At the end of last semester, it seemed like a large chunk of my work became deeply involved with the city of Detroit, its demise, and the hope for urban renewal.

Over the summer, I tried to distance myself from the work, fearing I may become too attached to a project coming into IP. The rest that comes from not working is often equally as insightful, and such is what I found. I still have a deep desire for discourse on the city, statistical metrics, what urban centers mean to metro areas, and how they can be successful.

I think these notions persist in part due to my attempts to travel more this past year. I find new questions arise as I visit other large cities and my experiences are broadened. What makes these other areas successful? Why do we hold on to something clearly struggling? What policies inhibit or promote growth?

I suppose that this is the midpoint between why I came to school, for history and social science, and where I find myself now, an art student. There was a project I completed at the end of last semester that attempted to tackle this.


It was a short video, roughly six and a half minutes of animation with voice overlaid. It was a first foray into sounding editing and comprehensive video editing. It was also a disaster, fraught with error.

I'm not convinced the premise was wrong, I think there was great value in the exploration, but the way I conveyed my findings just seemed somewhat unrevealing and wandering. As my professor pointed out, I chose time as a medium when I picked a video format. However, I didn't utilize it to my advantage.


Time was not the crux of what the information presented.
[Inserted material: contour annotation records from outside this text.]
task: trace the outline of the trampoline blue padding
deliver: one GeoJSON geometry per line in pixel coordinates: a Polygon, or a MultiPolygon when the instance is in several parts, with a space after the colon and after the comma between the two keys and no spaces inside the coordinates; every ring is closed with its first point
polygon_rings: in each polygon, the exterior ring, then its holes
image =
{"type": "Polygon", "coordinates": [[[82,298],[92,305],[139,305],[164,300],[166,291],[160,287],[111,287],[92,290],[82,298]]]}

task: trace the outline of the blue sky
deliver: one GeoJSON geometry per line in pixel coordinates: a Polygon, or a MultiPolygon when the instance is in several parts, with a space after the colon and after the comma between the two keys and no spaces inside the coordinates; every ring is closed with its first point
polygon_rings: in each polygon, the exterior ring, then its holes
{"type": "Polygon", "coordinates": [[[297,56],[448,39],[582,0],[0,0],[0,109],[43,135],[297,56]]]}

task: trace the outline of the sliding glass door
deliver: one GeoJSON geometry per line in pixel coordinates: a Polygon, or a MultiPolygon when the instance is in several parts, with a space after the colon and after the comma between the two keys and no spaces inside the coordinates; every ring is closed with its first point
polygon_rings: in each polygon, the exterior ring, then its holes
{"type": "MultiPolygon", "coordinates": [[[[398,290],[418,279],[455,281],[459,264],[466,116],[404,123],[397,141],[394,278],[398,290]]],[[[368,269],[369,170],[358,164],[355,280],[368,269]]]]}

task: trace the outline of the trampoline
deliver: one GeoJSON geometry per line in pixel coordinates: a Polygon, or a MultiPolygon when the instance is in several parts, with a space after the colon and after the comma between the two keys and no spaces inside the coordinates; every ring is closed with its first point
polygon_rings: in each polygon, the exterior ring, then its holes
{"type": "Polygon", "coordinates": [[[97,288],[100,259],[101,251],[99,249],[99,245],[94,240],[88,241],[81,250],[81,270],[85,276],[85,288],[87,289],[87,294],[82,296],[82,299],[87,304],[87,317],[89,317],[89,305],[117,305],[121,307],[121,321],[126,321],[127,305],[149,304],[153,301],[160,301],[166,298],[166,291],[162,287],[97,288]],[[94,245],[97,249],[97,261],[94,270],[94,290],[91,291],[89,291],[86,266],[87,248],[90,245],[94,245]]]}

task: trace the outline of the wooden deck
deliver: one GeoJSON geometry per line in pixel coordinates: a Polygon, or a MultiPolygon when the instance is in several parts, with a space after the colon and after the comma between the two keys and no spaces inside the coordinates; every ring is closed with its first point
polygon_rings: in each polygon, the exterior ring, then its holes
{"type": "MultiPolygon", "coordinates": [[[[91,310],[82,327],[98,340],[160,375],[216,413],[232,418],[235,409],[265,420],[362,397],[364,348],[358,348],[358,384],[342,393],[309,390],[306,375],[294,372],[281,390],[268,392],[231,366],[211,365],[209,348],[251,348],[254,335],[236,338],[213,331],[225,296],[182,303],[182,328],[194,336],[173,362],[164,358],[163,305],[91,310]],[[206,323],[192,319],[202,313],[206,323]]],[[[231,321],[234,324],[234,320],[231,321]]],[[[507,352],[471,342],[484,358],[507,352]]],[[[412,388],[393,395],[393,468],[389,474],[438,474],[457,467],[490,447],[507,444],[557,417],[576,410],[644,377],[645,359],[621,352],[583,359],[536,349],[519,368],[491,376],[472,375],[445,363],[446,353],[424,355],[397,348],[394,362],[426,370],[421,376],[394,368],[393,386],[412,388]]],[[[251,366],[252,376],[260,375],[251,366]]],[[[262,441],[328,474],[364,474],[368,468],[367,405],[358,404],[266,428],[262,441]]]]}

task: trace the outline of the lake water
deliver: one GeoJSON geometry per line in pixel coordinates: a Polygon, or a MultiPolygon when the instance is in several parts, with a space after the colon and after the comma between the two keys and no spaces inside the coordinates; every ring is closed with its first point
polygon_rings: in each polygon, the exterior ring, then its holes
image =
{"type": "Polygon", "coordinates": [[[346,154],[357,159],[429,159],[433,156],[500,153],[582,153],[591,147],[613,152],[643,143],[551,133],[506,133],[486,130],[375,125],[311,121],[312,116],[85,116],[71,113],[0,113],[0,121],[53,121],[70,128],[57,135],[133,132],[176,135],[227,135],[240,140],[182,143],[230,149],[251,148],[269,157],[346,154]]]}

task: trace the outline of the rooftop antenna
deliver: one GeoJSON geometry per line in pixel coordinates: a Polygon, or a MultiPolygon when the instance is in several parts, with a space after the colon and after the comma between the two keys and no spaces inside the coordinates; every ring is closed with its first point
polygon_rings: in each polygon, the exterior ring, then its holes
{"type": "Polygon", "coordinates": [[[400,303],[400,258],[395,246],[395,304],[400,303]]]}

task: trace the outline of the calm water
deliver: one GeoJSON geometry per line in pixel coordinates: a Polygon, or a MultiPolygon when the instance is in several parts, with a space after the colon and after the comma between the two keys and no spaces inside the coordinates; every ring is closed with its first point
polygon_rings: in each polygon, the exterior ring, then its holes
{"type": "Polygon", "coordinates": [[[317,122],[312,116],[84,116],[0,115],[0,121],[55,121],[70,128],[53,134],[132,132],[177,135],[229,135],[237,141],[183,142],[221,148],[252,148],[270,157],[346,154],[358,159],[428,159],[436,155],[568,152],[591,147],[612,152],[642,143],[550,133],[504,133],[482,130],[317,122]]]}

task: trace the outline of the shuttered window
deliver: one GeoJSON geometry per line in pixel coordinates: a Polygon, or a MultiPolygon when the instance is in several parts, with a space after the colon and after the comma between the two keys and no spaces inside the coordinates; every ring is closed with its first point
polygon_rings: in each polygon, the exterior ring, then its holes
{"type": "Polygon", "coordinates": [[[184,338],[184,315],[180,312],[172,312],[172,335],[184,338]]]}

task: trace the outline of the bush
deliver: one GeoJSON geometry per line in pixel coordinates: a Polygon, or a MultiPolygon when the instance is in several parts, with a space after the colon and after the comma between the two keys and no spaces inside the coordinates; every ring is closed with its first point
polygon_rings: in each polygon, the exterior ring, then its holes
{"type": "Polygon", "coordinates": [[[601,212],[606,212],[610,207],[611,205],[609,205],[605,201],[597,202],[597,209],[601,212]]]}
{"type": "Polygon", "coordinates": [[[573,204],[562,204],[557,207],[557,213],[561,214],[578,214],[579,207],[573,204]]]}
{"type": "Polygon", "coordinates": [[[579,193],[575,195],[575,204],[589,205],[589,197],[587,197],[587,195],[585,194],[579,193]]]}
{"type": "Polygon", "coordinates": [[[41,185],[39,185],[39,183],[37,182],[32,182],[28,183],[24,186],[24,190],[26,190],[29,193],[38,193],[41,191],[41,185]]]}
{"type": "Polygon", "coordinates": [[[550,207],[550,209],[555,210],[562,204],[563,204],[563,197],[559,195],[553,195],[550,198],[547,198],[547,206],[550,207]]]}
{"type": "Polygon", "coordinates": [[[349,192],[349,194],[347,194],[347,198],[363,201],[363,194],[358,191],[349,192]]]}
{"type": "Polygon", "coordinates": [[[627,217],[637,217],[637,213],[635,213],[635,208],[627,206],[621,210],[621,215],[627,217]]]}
I could have very well printed the information and had the same effect (something I in fact did for a revision of the project).


So the question: Was it the medium or premise rife with error?

I still think my exploration was of interest and was worthwhile to me personally. I'm hoping that this coming year gives me time to, foremost, delve deeper into my interests in this area, and secondly derive a format that compliments the information.